At the present time by virtue of a court case we are engaged in defining what constitutes "near," which we find is no small matter using your case an an illustration. But to answer your question specifically, Congressman Meeds, it is "on or near," and the problem is then what constitutes "near."

Mr. MEEDS. In this instance, I think we have here a perfect illustration of the failure of Congress to move. Johnson-O'Malley was enacted in 1936 and hasn't been amended since. The BIA has run it by administrative regulation during that total period of time and we in the Congress have known that you were interpreting it to be "on or near" Indian reservations, when the law clearly says "Indians" and it doesn't say anything about "on or near Indian reservations". Here you see a very substantial shortcoming of the Congress itself. And I think that in the bill before us, the Congress has got to take some kind of legislative action with regard to the interpretation of the obligation set forth in the Johnson-O'Malley Act of 1936.
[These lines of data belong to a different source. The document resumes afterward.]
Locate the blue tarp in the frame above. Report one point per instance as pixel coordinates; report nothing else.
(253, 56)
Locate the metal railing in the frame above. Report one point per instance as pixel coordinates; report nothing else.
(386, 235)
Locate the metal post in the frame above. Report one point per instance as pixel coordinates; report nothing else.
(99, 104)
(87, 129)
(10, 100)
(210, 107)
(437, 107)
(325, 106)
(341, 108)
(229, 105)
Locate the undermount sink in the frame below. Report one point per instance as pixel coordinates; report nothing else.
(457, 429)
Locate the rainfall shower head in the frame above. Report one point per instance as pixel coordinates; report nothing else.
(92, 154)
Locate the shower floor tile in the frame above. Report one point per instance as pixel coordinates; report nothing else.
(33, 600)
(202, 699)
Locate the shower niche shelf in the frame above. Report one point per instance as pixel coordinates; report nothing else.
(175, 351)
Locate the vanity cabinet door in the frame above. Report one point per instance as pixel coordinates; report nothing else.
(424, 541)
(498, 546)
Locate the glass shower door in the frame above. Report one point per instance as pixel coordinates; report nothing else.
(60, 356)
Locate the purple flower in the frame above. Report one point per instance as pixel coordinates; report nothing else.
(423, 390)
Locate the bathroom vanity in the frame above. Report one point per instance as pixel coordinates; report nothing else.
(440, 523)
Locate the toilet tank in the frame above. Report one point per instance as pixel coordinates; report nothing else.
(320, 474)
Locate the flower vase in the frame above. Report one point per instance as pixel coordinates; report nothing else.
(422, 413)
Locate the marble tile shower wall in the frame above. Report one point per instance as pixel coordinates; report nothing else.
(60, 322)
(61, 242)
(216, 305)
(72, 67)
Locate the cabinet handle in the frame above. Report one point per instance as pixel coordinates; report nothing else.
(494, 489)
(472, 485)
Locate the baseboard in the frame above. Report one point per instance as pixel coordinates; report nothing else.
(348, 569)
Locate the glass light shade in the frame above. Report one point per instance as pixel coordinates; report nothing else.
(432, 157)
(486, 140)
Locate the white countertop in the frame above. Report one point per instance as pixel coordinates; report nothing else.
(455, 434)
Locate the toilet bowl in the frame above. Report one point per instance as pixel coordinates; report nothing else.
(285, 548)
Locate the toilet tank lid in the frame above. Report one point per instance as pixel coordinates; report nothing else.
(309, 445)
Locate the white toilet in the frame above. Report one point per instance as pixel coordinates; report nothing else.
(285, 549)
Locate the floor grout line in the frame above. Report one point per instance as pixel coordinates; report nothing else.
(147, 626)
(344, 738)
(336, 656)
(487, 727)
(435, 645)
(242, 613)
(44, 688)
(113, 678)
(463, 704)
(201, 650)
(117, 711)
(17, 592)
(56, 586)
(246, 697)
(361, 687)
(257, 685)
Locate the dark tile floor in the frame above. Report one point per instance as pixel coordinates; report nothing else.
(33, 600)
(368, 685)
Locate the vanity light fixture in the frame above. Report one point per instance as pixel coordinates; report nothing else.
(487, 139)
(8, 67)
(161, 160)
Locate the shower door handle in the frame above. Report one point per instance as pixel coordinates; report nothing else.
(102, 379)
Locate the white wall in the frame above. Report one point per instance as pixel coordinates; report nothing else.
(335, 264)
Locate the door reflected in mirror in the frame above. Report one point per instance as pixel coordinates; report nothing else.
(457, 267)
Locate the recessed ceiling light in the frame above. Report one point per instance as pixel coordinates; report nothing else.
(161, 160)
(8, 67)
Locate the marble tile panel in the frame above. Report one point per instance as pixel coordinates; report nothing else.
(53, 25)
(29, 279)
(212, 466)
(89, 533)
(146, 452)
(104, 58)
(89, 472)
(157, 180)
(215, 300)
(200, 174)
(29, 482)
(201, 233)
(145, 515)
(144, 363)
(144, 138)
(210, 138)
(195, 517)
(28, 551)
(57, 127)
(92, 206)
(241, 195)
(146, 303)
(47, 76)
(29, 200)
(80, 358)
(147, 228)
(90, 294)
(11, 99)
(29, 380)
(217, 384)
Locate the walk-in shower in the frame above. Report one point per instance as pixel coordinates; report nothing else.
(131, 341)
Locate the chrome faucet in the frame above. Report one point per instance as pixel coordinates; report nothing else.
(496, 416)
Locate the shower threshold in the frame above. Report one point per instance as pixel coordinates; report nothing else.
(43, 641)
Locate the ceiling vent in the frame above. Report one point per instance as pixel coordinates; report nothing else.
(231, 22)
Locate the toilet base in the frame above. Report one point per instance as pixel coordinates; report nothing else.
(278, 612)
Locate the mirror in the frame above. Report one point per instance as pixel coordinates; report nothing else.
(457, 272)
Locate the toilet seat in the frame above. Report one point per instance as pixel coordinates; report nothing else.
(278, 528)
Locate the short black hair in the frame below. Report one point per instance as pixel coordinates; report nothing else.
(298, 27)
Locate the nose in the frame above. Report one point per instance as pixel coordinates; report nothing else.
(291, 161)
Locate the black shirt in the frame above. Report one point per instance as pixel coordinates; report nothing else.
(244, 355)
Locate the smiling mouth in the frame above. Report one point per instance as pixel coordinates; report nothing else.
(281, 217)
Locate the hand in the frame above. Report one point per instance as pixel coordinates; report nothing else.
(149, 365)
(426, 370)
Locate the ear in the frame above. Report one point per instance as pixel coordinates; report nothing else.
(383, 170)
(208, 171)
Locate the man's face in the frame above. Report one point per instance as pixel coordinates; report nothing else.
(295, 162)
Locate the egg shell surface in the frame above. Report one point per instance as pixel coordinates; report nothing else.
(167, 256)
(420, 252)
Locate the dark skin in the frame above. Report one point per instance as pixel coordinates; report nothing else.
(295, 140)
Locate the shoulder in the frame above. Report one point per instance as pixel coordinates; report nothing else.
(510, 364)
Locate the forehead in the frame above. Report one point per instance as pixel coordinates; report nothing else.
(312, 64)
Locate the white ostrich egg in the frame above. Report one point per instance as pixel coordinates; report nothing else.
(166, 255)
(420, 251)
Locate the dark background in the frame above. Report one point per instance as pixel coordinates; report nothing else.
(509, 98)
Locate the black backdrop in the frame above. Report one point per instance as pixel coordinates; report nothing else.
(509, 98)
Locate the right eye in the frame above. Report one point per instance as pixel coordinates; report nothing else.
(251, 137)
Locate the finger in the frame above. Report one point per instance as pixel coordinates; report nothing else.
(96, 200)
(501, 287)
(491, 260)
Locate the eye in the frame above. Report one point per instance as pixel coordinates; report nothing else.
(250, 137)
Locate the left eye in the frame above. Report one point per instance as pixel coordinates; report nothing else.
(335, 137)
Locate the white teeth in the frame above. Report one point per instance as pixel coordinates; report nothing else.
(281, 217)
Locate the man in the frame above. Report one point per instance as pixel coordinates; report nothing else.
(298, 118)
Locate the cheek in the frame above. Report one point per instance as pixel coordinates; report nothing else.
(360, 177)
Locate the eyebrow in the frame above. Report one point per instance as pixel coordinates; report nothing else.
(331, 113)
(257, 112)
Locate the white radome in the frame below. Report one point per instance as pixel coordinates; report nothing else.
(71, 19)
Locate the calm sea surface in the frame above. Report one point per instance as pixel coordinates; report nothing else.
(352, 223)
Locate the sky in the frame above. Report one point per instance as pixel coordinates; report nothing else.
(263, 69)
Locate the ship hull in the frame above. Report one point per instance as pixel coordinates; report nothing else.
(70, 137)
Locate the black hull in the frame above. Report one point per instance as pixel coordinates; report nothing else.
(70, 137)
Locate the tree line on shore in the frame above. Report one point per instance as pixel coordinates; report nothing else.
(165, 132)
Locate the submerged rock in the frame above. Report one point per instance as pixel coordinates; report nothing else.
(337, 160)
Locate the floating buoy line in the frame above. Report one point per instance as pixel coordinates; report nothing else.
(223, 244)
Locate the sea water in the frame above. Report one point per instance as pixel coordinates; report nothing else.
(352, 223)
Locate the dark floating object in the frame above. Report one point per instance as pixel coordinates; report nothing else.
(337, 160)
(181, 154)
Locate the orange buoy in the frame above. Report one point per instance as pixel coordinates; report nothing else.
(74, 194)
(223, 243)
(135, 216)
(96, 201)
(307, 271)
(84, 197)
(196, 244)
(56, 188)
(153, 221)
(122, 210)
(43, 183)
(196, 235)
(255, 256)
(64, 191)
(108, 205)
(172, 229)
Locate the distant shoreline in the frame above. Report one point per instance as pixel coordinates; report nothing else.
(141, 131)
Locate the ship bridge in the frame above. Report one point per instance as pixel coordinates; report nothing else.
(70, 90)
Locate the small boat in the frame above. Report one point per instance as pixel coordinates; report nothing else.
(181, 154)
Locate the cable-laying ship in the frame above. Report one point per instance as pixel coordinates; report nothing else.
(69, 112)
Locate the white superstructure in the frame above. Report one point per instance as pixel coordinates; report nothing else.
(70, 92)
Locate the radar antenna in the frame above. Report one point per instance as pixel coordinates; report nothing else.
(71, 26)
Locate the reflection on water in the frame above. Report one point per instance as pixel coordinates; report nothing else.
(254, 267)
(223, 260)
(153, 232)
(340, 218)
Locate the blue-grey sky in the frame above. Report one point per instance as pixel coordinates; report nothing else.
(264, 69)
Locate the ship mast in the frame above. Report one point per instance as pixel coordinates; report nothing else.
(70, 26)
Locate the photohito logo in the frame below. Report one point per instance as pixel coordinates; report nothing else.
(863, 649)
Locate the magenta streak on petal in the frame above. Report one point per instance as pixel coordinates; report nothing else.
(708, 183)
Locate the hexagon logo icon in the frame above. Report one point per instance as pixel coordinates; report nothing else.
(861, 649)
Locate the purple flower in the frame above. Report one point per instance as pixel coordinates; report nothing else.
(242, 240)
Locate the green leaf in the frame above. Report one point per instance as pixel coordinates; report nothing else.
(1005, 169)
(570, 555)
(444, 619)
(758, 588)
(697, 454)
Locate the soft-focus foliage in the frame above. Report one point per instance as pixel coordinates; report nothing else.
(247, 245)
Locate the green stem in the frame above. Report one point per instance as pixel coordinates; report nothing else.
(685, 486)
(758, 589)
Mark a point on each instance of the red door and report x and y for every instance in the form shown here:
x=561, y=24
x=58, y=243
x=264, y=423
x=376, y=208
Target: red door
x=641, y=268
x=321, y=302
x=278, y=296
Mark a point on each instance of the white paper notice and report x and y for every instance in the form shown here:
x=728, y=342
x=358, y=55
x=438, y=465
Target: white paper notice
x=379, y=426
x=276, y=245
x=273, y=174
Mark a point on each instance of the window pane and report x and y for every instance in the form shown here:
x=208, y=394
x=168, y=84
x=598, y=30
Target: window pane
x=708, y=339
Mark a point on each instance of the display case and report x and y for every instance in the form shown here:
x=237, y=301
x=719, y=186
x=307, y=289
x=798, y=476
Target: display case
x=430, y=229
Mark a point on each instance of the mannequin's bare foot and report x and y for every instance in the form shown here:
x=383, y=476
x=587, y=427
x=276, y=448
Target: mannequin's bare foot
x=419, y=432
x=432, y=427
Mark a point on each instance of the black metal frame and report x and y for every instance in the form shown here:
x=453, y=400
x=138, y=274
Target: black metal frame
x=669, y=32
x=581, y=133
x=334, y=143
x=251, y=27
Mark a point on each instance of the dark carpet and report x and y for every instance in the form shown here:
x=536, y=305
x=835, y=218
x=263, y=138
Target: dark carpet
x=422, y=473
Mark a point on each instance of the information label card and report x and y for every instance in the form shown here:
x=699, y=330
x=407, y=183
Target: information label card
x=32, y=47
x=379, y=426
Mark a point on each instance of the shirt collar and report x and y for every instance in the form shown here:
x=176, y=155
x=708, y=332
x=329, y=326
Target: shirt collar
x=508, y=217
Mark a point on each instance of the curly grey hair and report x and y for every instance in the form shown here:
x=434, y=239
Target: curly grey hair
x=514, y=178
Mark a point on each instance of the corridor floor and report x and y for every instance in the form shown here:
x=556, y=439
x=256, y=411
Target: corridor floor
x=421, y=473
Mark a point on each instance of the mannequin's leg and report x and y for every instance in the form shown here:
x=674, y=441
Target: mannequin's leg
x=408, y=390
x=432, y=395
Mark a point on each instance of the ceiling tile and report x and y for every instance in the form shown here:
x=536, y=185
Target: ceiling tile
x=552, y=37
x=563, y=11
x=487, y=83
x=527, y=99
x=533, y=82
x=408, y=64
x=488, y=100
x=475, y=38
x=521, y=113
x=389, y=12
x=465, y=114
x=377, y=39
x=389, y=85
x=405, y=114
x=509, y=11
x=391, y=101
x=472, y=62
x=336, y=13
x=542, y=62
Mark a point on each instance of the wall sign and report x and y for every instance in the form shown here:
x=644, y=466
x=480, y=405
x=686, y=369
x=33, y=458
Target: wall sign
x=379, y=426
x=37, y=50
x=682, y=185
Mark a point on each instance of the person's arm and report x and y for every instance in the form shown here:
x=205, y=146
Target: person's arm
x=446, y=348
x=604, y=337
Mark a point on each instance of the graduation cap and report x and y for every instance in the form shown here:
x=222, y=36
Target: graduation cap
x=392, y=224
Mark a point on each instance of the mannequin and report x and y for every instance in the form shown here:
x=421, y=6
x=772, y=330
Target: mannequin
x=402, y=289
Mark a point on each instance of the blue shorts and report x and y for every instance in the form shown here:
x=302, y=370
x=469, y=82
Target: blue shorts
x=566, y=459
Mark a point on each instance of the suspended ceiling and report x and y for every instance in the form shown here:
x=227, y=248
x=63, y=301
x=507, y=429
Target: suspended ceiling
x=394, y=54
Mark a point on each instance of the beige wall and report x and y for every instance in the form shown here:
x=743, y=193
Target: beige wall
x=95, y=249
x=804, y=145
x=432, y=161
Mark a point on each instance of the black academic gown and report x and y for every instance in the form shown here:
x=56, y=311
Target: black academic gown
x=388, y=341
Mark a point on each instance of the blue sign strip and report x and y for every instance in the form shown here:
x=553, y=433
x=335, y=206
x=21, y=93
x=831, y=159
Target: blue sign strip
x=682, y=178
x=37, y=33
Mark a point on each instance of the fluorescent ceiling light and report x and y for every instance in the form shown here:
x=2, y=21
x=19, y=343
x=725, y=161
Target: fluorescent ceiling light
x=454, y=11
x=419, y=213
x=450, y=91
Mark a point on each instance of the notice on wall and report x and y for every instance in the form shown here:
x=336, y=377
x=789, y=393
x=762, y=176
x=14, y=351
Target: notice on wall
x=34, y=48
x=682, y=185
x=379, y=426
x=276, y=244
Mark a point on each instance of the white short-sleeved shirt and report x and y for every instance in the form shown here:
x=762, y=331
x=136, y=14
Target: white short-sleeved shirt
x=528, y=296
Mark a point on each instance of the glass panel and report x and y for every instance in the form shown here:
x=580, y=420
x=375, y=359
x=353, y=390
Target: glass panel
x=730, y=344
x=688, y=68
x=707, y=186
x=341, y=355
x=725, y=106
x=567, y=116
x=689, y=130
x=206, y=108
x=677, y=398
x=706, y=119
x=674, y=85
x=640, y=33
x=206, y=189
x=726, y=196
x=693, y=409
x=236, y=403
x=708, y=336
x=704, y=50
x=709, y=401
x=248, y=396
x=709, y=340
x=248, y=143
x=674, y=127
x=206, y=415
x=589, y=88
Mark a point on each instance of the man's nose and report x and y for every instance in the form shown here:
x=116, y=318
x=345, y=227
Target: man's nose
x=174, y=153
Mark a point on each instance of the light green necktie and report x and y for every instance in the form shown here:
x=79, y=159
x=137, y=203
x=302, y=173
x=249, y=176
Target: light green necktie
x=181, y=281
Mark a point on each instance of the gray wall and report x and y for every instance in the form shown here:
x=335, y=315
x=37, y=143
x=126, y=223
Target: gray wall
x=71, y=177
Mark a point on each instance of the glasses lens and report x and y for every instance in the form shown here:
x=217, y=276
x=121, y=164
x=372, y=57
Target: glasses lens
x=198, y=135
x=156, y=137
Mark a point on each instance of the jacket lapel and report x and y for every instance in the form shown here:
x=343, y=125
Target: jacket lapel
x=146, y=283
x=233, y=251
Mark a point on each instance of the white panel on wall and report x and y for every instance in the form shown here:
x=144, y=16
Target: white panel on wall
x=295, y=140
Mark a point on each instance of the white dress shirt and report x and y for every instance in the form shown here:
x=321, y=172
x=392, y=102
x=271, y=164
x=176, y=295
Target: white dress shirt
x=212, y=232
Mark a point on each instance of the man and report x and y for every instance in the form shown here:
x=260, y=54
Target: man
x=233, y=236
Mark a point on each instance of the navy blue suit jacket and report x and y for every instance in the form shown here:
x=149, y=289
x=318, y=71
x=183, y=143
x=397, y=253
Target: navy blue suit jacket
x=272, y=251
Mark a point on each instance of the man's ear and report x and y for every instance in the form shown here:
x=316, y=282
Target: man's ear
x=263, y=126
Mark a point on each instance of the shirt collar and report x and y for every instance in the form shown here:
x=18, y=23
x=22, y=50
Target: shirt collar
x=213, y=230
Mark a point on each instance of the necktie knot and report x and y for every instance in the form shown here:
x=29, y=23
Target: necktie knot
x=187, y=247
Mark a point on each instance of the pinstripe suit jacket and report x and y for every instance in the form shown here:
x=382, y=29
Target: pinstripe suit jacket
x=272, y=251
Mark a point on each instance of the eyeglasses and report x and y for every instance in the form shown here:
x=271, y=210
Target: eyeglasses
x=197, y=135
If we simply enact this legislation as it currently is written and turn it back over to you, it seems to me that again it is not going to be interpreted in a manner that some of us might feel necessary to encompass all or at least a larger majority of Indians.

Could you give us some idea of the kinds of guidelines you are considering implementing with regard to expenditures under JohnsonO'Malley?

Mr. REESER. Mr. Chairman, I would like to clarify one point before you go on with that. The Johnson-O'Malley Act does not have any definition of "Indian" in it. The S. 1017 section 4 (c) definition would not become a part of the Johnson-O'Malley Act. The section 4 (c) definition would only apply to the new programs under S. 1017. It would not become a part of the Johnson-O'Malley Act because of the part A changes in the Johnson-O'Malley Act.

Mr. MEEDS. I am afraid I am going to have to disagree with you. It says, "For the purposes of this act" and that means the entire bill. If it were to be interpreted just for the first portion of it, it would say "title." So under the terminology of S. 1017, "Indian" means "a person who is a member of an Indian tribe" for all purposes of the entire act. That is my interpretation. Now, if you disagree with me, you

better let me know.

Mr. REESER. Well then, would that mean that that definition would also apply to the sections of the Johnson-O'Malley Act that are not touched by 1017?

Mr. MEEDS. No, no. Just for the purposes of this act.

Mr. REESER. Of the proposed sections 4, 5, 6, and 7 of the JohnsonO'Malley Act?